A Novel Homozygous Variant of SETX Causes Ataxia with Oculomotor Apraxia Type 2.

Background And Purpose: Autosomal recessive cerebellar ataxias constitute a highly heterogeneous group of neurodegenerative disorders. This study was carried out to determine the clinical and genetic causes of ataxia in two families from Pakistan.

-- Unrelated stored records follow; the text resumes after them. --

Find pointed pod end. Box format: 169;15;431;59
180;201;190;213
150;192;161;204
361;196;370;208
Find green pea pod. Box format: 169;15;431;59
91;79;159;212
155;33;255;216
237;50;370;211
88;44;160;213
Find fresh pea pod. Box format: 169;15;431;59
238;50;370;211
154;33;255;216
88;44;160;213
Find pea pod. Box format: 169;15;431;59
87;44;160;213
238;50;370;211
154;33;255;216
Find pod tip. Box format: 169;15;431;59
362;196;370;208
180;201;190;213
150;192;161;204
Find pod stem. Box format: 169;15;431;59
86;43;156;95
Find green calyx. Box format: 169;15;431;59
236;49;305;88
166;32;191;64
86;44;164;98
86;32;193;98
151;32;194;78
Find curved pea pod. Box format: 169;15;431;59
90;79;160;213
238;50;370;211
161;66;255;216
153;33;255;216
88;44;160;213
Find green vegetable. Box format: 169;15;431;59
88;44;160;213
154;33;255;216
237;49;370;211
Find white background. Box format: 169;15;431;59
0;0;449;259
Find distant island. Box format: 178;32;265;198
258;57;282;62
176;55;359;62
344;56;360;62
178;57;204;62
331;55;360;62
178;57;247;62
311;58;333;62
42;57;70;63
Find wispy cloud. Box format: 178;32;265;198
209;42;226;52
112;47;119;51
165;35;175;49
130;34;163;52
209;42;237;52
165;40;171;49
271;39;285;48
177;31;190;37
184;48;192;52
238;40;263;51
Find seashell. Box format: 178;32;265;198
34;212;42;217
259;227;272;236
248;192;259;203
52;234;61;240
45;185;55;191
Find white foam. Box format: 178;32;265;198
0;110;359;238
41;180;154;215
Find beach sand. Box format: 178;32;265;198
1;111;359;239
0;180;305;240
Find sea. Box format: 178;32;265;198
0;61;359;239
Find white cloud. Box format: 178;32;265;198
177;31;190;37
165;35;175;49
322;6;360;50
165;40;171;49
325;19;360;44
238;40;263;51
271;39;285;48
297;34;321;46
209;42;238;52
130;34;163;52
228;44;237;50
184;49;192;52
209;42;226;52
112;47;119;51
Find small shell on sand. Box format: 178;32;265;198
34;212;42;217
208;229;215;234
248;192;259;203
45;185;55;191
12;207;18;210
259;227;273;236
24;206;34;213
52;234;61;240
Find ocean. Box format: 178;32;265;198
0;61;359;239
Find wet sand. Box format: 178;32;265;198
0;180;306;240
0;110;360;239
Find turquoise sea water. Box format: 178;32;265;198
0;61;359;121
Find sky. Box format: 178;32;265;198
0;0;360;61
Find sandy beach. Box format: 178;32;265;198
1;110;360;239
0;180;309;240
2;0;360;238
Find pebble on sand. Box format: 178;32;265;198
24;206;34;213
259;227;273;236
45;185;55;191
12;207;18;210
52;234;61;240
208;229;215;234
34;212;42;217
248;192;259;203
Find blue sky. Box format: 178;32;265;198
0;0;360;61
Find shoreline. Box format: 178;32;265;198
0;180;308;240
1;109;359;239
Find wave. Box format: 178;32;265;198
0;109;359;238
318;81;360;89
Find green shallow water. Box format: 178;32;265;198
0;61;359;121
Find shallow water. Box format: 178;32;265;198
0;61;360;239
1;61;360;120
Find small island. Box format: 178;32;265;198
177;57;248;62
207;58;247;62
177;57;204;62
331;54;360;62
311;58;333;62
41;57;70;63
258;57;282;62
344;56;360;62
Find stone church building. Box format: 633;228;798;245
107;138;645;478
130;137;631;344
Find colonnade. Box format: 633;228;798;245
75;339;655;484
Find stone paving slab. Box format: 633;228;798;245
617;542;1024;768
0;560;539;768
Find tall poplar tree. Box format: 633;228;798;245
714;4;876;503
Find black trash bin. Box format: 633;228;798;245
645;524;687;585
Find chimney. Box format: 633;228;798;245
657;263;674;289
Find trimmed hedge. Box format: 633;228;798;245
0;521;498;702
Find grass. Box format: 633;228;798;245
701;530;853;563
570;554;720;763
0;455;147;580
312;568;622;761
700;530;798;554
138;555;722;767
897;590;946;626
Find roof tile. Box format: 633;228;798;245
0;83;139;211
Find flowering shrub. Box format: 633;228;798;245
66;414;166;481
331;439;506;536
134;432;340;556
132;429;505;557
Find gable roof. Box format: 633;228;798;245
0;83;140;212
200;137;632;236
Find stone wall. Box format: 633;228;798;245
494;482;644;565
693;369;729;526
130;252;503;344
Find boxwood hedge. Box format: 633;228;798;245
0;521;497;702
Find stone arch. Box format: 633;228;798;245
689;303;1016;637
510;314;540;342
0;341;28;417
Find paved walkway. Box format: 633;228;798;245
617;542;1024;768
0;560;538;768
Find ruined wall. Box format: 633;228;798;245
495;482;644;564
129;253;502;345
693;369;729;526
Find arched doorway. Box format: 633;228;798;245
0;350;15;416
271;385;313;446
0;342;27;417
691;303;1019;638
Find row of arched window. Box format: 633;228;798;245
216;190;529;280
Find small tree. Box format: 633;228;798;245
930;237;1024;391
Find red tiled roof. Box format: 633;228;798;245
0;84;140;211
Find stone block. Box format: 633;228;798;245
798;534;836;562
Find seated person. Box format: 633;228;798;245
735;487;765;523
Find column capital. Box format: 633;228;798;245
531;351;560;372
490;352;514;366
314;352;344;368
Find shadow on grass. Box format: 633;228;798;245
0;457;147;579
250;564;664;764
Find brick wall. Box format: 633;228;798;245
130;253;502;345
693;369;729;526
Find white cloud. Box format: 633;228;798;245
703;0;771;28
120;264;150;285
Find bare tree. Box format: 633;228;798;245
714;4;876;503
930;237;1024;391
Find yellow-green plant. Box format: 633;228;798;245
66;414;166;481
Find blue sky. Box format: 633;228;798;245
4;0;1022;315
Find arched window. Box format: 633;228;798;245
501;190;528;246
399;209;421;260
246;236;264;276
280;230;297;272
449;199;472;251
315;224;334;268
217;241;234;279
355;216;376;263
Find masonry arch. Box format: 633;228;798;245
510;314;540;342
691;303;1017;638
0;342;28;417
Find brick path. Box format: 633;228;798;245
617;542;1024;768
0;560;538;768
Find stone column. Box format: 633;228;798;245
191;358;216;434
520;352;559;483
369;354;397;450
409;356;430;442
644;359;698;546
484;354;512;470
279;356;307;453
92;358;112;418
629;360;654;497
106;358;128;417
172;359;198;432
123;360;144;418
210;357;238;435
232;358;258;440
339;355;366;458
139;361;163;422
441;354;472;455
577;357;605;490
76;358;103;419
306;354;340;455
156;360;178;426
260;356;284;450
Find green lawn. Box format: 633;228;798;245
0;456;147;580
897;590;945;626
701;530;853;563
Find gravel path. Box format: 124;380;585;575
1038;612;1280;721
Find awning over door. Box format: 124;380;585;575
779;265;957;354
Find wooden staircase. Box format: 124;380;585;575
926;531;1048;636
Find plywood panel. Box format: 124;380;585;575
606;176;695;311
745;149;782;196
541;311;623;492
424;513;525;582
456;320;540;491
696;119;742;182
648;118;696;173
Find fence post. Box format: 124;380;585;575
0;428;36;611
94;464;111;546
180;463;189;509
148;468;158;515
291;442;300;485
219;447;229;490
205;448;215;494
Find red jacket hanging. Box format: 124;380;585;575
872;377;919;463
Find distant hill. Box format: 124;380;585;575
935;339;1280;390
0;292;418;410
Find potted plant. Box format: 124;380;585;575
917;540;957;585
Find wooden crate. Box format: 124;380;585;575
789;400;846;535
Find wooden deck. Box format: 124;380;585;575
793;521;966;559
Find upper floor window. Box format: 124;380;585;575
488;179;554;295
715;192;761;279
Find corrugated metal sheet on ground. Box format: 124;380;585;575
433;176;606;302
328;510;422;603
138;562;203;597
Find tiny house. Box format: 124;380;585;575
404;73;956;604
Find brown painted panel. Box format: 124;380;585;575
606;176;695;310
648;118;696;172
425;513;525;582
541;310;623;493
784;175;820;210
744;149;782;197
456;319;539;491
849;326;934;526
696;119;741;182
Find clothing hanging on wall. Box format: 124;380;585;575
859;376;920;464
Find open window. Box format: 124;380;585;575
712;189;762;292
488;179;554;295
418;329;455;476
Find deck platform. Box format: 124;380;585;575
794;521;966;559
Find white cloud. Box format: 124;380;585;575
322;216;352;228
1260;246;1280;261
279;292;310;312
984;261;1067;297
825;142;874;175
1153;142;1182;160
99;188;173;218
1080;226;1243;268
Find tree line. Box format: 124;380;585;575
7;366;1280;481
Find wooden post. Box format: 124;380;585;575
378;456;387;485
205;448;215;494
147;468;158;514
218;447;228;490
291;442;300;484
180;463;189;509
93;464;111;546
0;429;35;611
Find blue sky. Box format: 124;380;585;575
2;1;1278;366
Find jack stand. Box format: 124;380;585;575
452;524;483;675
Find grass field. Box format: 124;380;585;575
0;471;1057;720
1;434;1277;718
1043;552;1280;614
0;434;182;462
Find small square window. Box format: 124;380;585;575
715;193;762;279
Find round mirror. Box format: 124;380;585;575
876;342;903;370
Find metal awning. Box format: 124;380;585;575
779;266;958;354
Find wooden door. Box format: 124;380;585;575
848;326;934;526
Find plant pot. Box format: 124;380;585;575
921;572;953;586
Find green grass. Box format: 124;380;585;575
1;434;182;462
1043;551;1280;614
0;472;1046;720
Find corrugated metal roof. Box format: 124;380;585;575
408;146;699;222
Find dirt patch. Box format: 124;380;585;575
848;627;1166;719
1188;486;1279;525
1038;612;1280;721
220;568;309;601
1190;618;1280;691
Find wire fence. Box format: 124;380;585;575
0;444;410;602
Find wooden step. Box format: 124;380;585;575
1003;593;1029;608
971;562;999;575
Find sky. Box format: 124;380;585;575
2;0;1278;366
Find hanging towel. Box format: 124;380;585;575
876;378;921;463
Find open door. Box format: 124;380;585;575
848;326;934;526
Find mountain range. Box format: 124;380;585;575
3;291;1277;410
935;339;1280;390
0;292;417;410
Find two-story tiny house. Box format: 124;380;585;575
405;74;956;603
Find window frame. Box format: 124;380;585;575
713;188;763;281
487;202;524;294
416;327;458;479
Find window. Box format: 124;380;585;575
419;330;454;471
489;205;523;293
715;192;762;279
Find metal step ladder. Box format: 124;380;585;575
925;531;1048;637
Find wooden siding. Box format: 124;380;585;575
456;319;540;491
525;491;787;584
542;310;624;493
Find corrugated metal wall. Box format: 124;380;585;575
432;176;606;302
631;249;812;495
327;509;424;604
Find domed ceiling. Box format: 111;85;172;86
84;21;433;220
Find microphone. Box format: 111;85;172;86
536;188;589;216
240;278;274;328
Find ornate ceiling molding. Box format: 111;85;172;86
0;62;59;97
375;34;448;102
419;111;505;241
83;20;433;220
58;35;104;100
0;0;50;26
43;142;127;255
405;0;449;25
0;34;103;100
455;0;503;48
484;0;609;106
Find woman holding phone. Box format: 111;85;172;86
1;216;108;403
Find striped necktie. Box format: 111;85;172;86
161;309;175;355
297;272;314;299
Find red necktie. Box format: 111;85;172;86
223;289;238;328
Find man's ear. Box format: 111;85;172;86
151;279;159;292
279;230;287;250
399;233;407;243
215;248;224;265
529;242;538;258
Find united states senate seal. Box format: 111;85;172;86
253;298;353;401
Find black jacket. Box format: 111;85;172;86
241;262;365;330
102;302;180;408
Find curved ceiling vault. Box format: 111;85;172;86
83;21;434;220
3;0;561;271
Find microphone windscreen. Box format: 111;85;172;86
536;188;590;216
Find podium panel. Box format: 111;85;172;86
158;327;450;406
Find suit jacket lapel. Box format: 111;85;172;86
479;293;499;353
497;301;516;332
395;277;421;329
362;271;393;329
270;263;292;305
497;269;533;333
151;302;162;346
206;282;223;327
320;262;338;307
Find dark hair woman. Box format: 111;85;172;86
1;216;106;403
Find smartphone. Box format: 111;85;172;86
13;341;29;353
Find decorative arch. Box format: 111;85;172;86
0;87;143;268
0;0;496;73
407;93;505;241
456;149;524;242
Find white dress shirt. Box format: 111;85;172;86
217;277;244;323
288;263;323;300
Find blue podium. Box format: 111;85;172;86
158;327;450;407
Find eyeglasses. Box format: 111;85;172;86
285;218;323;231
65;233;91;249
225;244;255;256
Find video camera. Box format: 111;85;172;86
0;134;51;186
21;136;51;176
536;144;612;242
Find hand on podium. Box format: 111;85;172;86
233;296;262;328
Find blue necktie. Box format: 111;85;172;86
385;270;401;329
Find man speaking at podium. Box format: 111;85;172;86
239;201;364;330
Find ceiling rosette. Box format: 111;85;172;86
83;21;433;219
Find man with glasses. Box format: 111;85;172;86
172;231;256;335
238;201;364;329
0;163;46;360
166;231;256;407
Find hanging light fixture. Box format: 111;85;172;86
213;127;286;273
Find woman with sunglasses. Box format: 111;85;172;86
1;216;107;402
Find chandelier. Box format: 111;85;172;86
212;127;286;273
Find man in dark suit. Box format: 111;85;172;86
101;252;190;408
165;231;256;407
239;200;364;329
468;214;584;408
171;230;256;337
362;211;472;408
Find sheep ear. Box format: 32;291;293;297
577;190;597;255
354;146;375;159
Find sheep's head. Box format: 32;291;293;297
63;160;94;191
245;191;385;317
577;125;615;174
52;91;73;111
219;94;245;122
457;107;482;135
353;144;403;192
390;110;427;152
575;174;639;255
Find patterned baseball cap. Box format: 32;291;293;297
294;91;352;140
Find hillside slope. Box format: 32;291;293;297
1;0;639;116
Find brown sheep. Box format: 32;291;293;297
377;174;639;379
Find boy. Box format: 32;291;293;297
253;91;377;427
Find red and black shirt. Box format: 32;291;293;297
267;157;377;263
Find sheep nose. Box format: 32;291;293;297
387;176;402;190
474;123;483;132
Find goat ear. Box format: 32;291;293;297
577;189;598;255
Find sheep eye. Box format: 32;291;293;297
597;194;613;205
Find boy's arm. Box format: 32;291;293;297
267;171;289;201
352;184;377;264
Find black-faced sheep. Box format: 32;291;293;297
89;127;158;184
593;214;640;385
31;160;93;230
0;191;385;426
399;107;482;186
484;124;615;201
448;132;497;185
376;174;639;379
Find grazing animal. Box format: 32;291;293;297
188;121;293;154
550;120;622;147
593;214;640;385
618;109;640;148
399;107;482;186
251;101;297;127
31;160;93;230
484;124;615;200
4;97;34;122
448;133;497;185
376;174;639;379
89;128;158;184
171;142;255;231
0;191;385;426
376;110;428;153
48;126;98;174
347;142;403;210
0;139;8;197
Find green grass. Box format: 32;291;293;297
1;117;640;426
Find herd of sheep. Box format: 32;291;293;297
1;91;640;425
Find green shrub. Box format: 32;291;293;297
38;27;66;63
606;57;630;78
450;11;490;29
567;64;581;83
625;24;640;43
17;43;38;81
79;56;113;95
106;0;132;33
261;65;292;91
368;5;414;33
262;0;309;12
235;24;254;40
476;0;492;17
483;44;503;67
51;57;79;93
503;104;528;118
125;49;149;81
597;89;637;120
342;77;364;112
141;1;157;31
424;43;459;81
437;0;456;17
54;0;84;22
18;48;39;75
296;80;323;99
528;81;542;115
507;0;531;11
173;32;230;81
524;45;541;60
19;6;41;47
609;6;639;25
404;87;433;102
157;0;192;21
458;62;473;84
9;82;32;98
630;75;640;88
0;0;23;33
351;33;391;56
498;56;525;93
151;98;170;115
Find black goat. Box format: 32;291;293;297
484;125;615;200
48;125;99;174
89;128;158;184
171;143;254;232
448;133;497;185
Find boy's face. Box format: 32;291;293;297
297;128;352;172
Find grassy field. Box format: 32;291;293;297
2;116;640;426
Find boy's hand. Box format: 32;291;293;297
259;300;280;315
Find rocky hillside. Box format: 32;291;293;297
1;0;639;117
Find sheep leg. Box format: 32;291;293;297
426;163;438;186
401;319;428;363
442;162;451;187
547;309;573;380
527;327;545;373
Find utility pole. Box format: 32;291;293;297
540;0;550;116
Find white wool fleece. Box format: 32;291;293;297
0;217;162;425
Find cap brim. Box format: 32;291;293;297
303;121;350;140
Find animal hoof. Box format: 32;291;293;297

Methods: Detailed clinical investigations were carried out on probands in two consanguineous families. Magnetic resonance imaging was performed. Exome sequencing data were examined for likely pathogenic variants. Candidate variants were checked for cosegregation with the phenotype using Sanger sequencing. Public databases including ExAC, GnomAD, dbSNP, and the 1,000 Genome Project as well as ethnically matched controls were checked to determine the frequencies of the alleles. Conservation of missense variants was ensured by aligning orthologous protein sequences from diverse vertebrate species.

Results: Reverse phenotyping identified spinocerebellar ataxia, autosomal recessive 1 [OMIM 606002, also referred to as ataxia oculomotor apraxia type 2 (AOA2)] and ataxia telangiectasia (OMIM 208900) in the two families. A novel homozygous missense mutation c.202 C>T (p.Arg68Cys) was identified within senataxin, in the DNA of both patients in one of the families with AOA2. The patients in the second family were homozygous for a known variant in ataxia-telangiectasia mutated () gene: c.7327 C>T (p.Arg2443Ter). Both variants were absent from 100 ethnically matched control chromosomes and were either absent or present at very low frequencies in the public databases.

Conclusions: This report extends the allelic heterogeneity of mutations causing AOA2 and also presents an asymptomatic patient with a pathogenic variant.